Hong Kong is a very unique place for public transport. More than 90 per cent of the trips in Hong Kong are done by public transport. I have lived in Seoul, Beijing and Paris, which are also public transport cities, but maybe only 60 per cent of trips there are done by public transport. A lot of cities look at Hong Kong as a model.
Hong Kong is also unique because public transport operators here are pretty commercial and not directly subsidised by the government. In fact, they are often competing with one another. In most respects, I think Hong Kong is a leader.
I think what could be improved, maybe, is the walkability of the streets, the space that is given to pedestrians and the space that is given to green public transport. Maybe, Hong Kong can have more integration between different public transport modes and more integrated information for passengers.
You’ve been with Hong Kong Tramways for around five years. What is the most memorable moment you have encountered at work?
I think my most unforgettable moment was leading the company when the Occupy movement was under way. We were trying to work every day with the team responding to the situation, and trying to maintain our service as much as we could under those circumstances.
We had some trams that were stuck in Eastern district so they could not come back to the main depot for maintenance. So, we had to resort to extraordinary measures to keep the trams in a proper functioning state. We maintained the bogies [the chassis of the tram which supports the vehicle and provides protection for some internal parts] in our Western depot, put them on a truck and sent them to Eastern district.
We also offered free transfers between the eastern and western parts of the network. We had free shuttles in Causeway Bay to connect with Victoria Park. We really tried to do whatever we could to maintain services.
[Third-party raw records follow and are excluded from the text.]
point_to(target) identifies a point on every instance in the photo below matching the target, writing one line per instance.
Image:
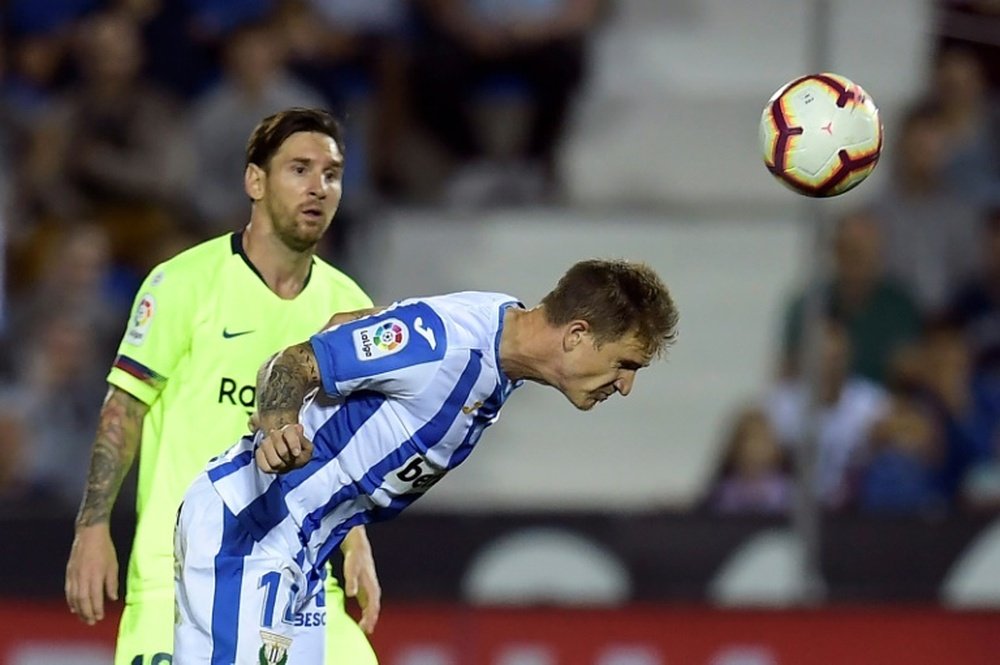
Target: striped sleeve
(393, 352)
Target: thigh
(345, 641)
(145, 634)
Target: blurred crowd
(122, 133)
(906, 389)
(123, 126)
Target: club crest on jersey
(274, 651)
(381, 339)
(141, 320)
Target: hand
(91, 572)
(360, 578)
(283, 450)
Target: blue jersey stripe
(236, 544)
(269, 509)
(338, 535)
(232, 466)
(432, 432)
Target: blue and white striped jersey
(406, 395)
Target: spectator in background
(961, 404)
(904, 460)
(877, 312)
(16, 488)
(929, 229)
(755, 474)
(464, 44)
(60, 374)
(975, 307)
(971, 120)
(75, 277)
(254, 84)
(980, 488)
(848, 406)
(355, 53)
(115, 149)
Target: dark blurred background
(491, 143)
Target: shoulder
(207, 255)
(333, 280)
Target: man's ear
(253, 182)
(574, 334)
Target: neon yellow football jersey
(203, 323)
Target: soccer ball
(820, 135)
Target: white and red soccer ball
(820, 135)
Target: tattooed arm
(92, 569)
(282, 385)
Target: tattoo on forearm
(283, 385)
(117, 440)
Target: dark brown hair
(616, 298)
(273, 130)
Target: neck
(284, 270)
(525, 334)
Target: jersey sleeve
(158, 333)
(395, 352)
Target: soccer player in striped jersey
(184, 381)
(366, 416)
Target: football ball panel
(820, 134)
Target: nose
(624, 383)
(316, 187)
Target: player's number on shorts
(414, 474)
(270, 582)
(155, 659)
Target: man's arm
(93, 564)
(282, 384)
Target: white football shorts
(237, 600)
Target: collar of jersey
(236, 242)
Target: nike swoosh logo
(228, 335)
(426, 333)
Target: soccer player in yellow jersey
(184, 379)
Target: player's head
(614, 317)
(294, 173)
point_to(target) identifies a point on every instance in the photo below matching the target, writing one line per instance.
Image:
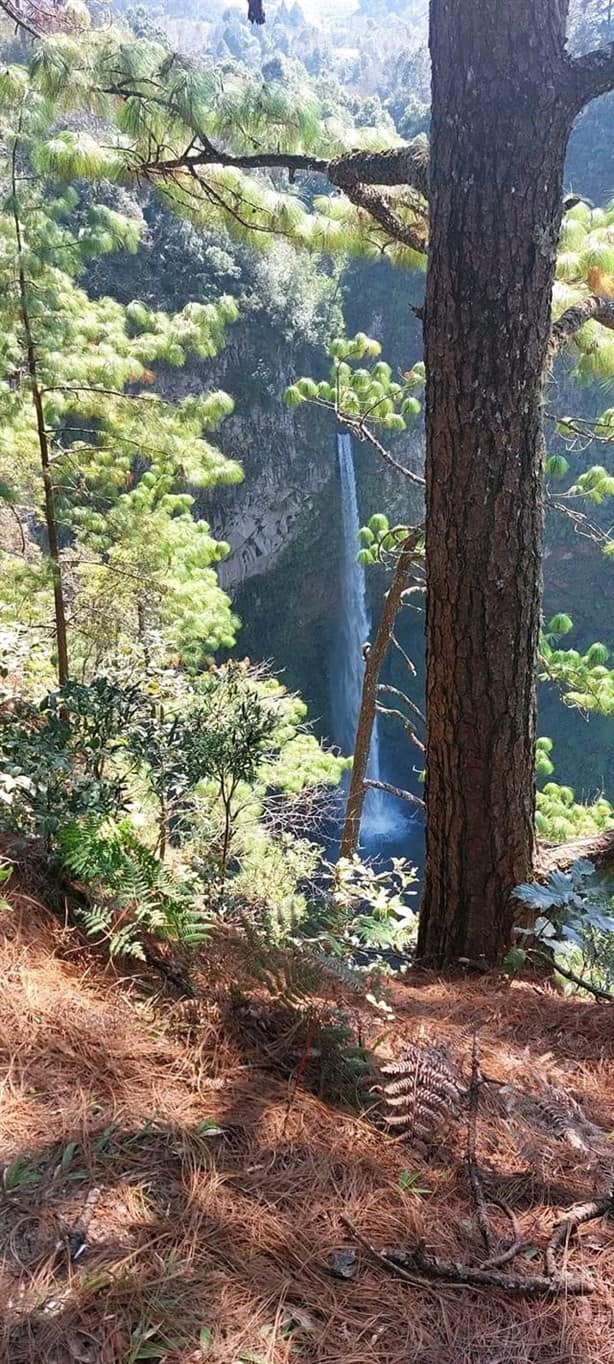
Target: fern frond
(422, 1091)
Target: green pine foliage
(160, 104)
(359, 393)
(123, 458)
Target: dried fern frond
(422, 1091)
(556, 1113)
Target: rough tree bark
(505, 93)
(504, 97)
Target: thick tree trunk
(500, 130)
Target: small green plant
(6, 872)
(130, 892)
(412, 1181)
(370, 907)
(575, 918)
(22, 1173)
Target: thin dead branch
(568, 1226)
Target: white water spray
(355, 629)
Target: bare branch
(393, 790)
(405, 165)
(594, 308)
(568, 1225)
(364, 197)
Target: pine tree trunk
(500, 130)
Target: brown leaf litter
(168, 1195)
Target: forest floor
(168, 1195)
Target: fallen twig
(475, 1177)
(568, 1225)
(416, 1266)
(497, 1262)
(450, 1271)
(573, 978)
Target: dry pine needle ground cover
(168, 1196)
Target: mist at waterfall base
(388, 828)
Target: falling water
(355, 626)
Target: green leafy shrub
(130, 892)
(575, 920)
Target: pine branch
(594, 308)
(605, 996)
(393, 790)
(405, 165)
(12, 11)
(364, 197)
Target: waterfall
(355, 629)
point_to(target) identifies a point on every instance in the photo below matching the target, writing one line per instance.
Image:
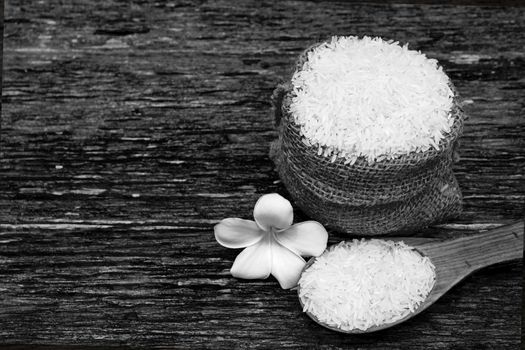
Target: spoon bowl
(454, 259)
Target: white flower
(273, 246)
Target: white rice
(360, 284)
(372, 98)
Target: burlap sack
(402, 194)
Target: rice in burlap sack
(407, 193)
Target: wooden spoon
(454, 260)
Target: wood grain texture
(130, 128)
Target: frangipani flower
(273, 245)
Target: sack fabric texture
(407, 193)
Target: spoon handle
(477, 251)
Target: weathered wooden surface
(129, 129)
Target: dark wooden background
(130, 128)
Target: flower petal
(273, 210)
(237, 233)
(254, 261)
(308, 238)
(286, 266)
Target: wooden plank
(129, 129)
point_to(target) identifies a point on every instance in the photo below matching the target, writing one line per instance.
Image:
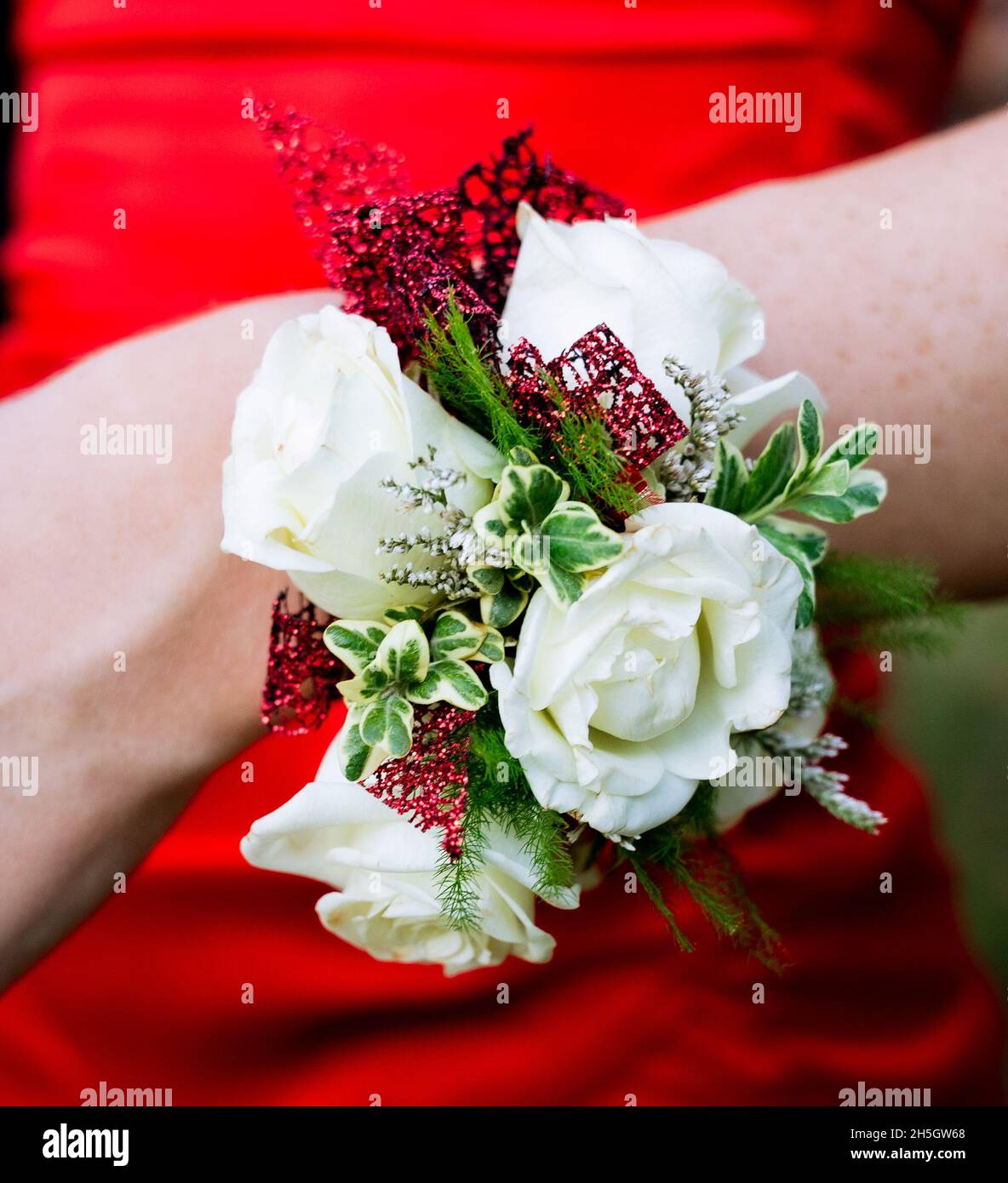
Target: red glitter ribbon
(398, 255)
(301, 672)
(598, 375)
(415, 785)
What are the next big plans for Hong Kong Tramways?
First, it is to keep improving our service. We have a number of projects that we are currently working on. Number one is cooler trams. We are planning to start introducing air-conditioned trams next year. We are working on a new bogie design to make sure we can maintain the quality of our operating assets and also improving the riding comfort on trams. We are also working with Chinese University on a new tool – a kind of artificial intelligence tool – to optimise real-time dispatching of our trams.
What do you like about Hong Kong?
What I really like about Hong Kong is how easy I can get out of the city. Like taking a ferry to a small island. I enjoy going to country parks. I can refresh myself there.
What do you usually do for fun?
At weekends, my wife and I like hiking. We sometimes spend a day on the beach in Shek O. When we have a bit more time, we usually go travelling. We like visiting new places.
What is your favourite place for travelling?
I have been living in Asia for 10 years. I think it is a fascinating region. But the more I live in Asia, the more I like going back to my roots. I love visiting Greece, Italy and France.
Did you find it difficult to adapt to the environment and culture in Hong Kong when you first moved here?
Before I moved to Hong Kong, I lived in Seoul and Beijing. What I found tough here, even though I had lived in Asia for a long time, was the vibrancy, pace and noise of the city. But it only took me a couple of weeks to adjust.
What is your favourite Hong Kong food?
Do you take the tram every day?
I don’t. But I take the tram very often. I live in Wan Chai. Typically I take a taxi to work, and very often I take the tram back home.